Declarations Conflict of Interest Adrian H Heald, Mike Stedman, John Warner-Levy, Lleyton Belston, Angela Paisley, Aleksandra Jotic, Nebojsa Lalic, Martin Gibson, Hellena H Habte-Asres, Martin Whyte, and Angus Forbes have nothing to disclose. Ethical Approval All participants were attending the clinic of one of the authors AHH. The FreeStyle Libre data are available in its entirety as part of their usual care for analysis by the clinical team. All patients were given the option to opt out of their data being analysed. Such data analysis in relation to clinical care is acceptable under UK research ethics guidance. We kept the patients whose data were fully analyzed informed in accordance with UK guidelines at https://digital.nhs.uk/services/national-data-opt-out/understanding-the-national-data-opt-out/protecting-patient-data. All data were full anonymised prior to analysis.

Figures

**Fig. 1**
Glucose management indicator (GMI) calculated from 100 days of data, taken before a laboratory measured HbA1c. Each dot refers to a patient’s HbA1c result

**Fig. 2**
A Distribution of glucose values for all patients summated over 18 months. B The 18-month period for each patient was divided into 100-day slices and the % above critical threshold (ACT) and glucose management indicator (GMI) were calculated for each of these slices. Each dot refers to 90 days of glucose monitoring data for a given patient.
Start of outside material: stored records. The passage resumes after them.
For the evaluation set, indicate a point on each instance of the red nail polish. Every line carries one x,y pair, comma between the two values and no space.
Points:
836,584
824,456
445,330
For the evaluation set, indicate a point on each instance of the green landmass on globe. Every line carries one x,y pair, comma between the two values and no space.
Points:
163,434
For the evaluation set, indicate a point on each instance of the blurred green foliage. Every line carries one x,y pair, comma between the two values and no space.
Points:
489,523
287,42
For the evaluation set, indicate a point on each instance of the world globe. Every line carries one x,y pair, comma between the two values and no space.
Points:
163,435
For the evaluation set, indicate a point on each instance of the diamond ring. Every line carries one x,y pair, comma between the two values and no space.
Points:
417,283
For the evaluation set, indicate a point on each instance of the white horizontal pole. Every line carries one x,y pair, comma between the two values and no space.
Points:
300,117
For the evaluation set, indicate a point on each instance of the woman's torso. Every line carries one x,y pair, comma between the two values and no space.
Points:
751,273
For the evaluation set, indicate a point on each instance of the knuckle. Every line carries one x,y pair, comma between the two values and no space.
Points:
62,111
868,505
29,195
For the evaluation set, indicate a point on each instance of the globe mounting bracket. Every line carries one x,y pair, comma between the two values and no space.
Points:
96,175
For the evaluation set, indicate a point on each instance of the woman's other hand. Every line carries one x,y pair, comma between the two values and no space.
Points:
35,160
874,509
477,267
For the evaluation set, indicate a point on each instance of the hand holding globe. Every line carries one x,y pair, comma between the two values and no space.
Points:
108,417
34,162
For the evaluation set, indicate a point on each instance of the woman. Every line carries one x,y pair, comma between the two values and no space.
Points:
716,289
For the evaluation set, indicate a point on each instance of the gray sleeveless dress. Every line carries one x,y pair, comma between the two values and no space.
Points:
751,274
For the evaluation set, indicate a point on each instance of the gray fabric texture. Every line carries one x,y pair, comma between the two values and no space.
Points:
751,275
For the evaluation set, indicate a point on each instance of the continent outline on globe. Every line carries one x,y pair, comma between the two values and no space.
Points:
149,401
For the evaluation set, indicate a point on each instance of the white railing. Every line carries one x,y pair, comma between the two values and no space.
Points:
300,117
BG blood glucose

**Fig. 3**
A Overall relation between percentage difference from the mean AGF and percentage difference from mean glucose management indicator (GMI). A circle denotes 50% of the population centred on the median value. Data are A overall, B split by sex, C split by age, and D split by duration of type 1 diabetes (T1D). Blue lines represent terciles. The larger points reflect the median values for both classes. Overlaid numbers represent the number of patients per nine quantiles and the change associated with the class shown. *AGF* average glucose fluctuation

**Fig. 4**
**A–C** Variation across 24 h of the average result from all 15-min samples over total time as a percentage of the difference to the overall mean for that category. A Glucose management indicator (GMI) (mmol/mol) readings. B Average daily glucose fluctuation, AGF (mmol/l/day). C Percentage above critical threshold (ACT%)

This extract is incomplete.